Wanita yang telah menikah memiliki berbagai peran dalam menjalankan setiap aktivitasnya. Beberapa peran yang dijalankan, diantaranya mengelola keuangan yang didapatkan oleh suami untuk mencukupi kebutuhan keluarga. Selain itu, tidak jarang pula wanita yang telah menikah juga ikut andil dalam mendapatkan penghasilan agar tidak hanya bergantung pada pekerjaan suami dan bersama-sama berjuang dengan suami demi membangun kesejahteraan keluarga [6]. Kemudian, bagi wanita yang telah memiliki anak, secara otomatis akan memiliki peran tambahan dalam mengasuh anak. Hal tersebut dijelaskan lebih lanjut oleh Lestari [9] bahwa suami istri memiliki peran dalam pengasuhan anak, akan tetapi istri lebih banyak berperan dalam pengasuhan tersebut. Berbagai peran wanita yang telah menikah dijalankan bersama pasangan dengan berbagai pembagian tugas. Berbagai peran yang telah dijalankan sebelumnya, mengalami perubahan keadaan ketika muncul pandemi COVID-19 di tahun 2020 di Indonesia. Berbagai kebijakan yang dikeluarkan pemerintah seperti social distancing membuat beberapa pembatasan dalam melakukan aktivitas pekerjaan. Fahri dkk (2020) menjelaskan lebih lanjut bahwa banyak perusahaan yang ditutup karena adanya aturan terkait lockdown, PSBB dan social distancing. Dampak ekonomi tersebut juga dirasakan oleh pekerja karena mayoritas pekerja mengalami pemotongan gaji atau bahkan PHK [18]. Selain itu, banyak pekerja juga yang melakukan work from home (WFH). Aktivitas work from home ini dilakukan semenjak bulan Februari demi memutuskan mata rantai persebaran virus COVID-19 [1].

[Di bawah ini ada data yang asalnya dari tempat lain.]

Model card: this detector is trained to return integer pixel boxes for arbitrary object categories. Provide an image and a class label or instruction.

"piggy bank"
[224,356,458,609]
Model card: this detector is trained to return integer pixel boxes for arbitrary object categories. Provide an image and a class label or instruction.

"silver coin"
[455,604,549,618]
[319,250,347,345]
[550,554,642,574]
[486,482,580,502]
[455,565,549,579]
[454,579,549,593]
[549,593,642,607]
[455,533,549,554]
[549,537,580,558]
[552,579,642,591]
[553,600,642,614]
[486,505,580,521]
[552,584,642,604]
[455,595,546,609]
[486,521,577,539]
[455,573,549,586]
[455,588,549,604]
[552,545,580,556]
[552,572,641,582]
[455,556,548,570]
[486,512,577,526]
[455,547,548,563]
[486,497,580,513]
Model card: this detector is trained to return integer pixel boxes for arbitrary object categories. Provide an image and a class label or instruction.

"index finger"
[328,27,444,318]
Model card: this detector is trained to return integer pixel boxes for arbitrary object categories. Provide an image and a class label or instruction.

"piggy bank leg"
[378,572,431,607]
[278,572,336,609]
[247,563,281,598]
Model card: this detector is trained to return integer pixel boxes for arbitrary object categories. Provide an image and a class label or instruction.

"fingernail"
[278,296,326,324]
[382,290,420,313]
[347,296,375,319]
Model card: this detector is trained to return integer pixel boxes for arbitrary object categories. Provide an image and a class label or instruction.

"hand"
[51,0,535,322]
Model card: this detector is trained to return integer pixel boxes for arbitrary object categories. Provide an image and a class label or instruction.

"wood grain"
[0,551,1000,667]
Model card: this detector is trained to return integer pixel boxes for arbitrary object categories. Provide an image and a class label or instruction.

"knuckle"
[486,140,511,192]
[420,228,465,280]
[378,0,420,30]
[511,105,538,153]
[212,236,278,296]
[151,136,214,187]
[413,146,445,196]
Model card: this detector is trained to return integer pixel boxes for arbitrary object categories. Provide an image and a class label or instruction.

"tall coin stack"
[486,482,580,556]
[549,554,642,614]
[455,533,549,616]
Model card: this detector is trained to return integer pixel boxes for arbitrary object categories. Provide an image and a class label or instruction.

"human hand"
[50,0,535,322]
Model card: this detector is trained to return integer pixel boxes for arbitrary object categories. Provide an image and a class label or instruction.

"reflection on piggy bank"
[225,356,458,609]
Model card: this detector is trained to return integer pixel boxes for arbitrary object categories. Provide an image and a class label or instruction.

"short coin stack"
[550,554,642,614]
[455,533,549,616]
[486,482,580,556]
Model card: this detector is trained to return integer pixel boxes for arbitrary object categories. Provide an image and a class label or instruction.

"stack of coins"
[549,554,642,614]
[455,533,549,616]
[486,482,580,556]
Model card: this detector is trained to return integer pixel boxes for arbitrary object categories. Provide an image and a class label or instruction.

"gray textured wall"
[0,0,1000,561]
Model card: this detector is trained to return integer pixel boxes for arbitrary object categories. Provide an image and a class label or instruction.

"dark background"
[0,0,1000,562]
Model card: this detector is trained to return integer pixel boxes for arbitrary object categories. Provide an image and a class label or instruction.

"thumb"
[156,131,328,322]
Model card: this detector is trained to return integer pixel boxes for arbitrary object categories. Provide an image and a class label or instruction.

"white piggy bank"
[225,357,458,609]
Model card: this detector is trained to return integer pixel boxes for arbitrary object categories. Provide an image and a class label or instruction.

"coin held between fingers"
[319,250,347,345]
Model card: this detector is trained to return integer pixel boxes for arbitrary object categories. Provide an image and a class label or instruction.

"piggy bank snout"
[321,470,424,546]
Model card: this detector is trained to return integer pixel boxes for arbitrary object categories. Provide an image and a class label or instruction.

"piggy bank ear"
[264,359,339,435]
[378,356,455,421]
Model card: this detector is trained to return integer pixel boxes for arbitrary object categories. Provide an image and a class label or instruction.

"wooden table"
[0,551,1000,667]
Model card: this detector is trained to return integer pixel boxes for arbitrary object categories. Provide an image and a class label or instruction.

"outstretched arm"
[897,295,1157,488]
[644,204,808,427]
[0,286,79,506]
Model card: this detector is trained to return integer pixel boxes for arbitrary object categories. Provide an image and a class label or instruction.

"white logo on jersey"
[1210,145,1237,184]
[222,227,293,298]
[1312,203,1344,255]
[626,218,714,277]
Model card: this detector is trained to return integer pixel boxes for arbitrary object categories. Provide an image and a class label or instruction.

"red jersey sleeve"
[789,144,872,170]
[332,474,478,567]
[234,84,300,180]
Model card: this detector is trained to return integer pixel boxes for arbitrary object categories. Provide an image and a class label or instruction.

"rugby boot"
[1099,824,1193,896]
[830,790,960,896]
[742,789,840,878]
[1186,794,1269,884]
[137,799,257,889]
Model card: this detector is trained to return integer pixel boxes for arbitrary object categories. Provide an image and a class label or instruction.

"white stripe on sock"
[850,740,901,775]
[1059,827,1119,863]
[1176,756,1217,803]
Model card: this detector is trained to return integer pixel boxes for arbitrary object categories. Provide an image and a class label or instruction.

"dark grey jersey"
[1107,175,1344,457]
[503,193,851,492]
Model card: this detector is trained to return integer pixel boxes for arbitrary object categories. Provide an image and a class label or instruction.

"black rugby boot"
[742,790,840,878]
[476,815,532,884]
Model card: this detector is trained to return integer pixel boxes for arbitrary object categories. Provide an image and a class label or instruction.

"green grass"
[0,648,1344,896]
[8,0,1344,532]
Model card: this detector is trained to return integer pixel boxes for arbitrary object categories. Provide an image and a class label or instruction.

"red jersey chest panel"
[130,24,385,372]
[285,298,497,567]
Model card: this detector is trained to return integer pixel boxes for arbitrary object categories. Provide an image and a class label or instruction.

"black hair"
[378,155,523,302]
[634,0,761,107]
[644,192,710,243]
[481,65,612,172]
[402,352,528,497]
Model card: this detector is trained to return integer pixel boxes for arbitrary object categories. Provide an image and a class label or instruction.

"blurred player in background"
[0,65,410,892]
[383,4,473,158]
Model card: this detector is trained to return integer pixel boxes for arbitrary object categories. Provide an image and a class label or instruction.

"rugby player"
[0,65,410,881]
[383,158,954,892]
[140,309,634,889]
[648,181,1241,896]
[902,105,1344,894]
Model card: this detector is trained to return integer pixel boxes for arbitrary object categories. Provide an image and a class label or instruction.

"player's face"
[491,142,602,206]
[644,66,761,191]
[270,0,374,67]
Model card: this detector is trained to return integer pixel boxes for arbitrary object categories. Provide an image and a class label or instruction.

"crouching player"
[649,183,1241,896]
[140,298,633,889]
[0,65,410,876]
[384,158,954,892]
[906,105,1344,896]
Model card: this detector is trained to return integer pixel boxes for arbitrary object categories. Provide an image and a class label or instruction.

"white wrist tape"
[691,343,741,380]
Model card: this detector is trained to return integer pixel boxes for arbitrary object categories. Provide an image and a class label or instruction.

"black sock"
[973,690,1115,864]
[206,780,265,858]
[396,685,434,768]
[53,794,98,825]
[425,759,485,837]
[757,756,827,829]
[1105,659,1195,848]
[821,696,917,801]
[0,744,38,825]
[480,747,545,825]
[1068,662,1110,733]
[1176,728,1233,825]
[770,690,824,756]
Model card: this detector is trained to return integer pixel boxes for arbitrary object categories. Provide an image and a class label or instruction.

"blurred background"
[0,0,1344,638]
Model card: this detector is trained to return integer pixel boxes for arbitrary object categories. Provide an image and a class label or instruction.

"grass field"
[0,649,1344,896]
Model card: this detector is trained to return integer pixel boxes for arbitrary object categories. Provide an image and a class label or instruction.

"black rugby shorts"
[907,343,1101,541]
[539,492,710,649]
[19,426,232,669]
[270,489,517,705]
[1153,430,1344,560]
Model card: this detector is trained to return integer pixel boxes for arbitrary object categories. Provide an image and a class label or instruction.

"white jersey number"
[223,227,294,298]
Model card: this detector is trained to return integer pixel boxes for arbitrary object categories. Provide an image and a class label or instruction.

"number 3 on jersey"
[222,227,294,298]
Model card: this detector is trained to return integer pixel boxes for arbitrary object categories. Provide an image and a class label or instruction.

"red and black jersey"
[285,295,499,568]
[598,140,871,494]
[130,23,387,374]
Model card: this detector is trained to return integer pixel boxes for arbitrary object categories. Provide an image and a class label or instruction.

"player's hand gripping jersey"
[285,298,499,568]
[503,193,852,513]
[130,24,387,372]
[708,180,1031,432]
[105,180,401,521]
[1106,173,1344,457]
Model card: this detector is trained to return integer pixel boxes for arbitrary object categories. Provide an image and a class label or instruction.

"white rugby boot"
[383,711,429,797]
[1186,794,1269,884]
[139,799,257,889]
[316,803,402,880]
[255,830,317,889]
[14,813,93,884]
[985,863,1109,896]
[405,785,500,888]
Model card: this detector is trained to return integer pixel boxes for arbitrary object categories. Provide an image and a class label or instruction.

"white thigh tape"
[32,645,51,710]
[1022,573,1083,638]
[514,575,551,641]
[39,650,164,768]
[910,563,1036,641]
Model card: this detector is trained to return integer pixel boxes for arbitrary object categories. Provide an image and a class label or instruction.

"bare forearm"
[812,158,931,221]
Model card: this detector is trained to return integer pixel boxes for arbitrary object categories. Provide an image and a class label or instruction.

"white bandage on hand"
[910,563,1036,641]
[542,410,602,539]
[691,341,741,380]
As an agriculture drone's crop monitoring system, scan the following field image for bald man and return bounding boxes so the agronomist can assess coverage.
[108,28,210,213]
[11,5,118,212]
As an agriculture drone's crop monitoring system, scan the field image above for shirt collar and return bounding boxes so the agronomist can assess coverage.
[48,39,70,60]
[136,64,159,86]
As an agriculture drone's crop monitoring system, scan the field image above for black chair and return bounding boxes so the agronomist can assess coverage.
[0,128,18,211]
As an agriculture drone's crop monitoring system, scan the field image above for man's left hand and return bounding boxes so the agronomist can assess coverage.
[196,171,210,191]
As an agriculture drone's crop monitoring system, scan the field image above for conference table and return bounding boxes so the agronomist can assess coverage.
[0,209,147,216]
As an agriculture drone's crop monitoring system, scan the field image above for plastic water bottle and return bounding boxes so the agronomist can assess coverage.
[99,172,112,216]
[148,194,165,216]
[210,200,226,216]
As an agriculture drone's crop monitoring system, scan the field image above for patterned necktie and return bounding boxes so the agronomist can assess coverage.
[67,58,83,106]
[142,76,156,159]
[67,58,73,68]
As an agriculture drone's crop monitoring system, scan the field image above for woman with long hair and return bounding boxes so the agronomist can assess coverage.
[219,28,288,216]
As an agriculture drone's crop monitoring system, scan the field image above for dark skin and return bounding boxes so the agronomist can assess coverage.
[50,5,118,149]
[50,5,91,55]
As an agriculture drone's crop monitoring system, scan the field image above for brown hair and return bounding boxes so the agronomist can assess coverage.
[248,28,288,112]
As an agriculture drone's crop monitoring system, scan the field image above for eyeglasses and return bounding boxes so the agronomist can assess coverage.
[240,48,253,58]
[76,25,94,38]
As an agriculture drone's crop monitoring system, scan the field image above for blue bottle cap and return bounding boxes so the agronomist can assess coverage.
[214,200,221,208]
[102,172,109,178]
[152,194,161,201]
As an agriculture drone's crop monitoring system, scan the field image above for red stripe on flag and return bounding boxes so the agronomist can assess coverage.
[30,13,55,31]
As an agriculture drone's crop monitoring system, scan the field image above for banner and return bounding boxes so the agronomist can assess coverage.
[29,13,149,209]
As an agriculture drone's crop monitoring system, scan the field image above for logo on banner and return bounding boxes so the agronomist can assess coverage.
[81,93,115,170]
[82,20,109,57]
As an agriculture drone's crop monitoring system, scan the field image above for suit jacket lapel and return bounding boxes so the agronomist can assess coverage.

Adanya kebijakan work from home membuat adanya penyesuaian yang harus dilakukan oleh wanita yang bekerja, terlebih lagi jika wanita tersebut juga memiliki anak. Melakukan pekerjaan dirumah bagi pekerja wanita menjadi hal yang menarik dan lebih menantang daripada melakukan pekerjaan secara langsung di tempat kerja [7]. Bagi wanita yang telah memiliki anak, juga harus menemani anaknya untuk melakukan aktivitas pendidikan secara online, terlebih lagi jika usia anak yang belum memungkinkan untuk bisa menggunakan media pembelajaran online seperti laptop maupun handphone secara mandiri. Hal tersebut dijelaskan lebih lanjut oleh Wardani dan Ayriza [19] bahwa orang tua mengalami banyak kendala dalam pembelajaran daring anaknya, seperti: membagi waktu dengan pekerjaan, kesulitan dalam mengoperasikan gadget, kesulitan orang tua dalam memahami materi anak, orang tua menjadi tidak sabar mendampingi anak serta jangkauan layanan internet yang minim. Bagi sebagian karyawan, aktivitas work from home bisa menjadi salah satu penyebab turunnya motivasi dalam mengerjakan deadline pekerjaan dan pekerja ternyata juga merasa terganggu dengan suasana rumah selama melakukan work from home [15]. Hal tersebut dikuatkan dengan pendapat Flores [5] dimana pekerja merasa susah untuk memisahkan aktivitas bekerja dan aktivitas rumah tangga lainnya. Terlebih lagi, seorang wanita yang bekerja memiliki banyak peran dalam aktivitas rumah tangganya dan hal tersebut, bisa saja mempengaruhi kondisi kesejahteraan subjektif pekerja selama pandemic COVID-19. Bryson dkk [3] menjelaskan bahwa apabila individu memiliki kesejahteraan subjektif yang tinggi maka individu tersebut mampu bekerja dengan lebih baik. Selain itu kesejahteraan subjektif yang baik terjadi apabila pekerja tidak mengalami burnout dalam melaksanakan pekerjaannya [17]. Akan tetapi, dalam hal ini banyak kondisi yang harus disesuaikan oleh ibu yang bekerja dengan berbagai tantangan dalam menjalankan perannya sebagai pekerja, pasangan serta orang tua.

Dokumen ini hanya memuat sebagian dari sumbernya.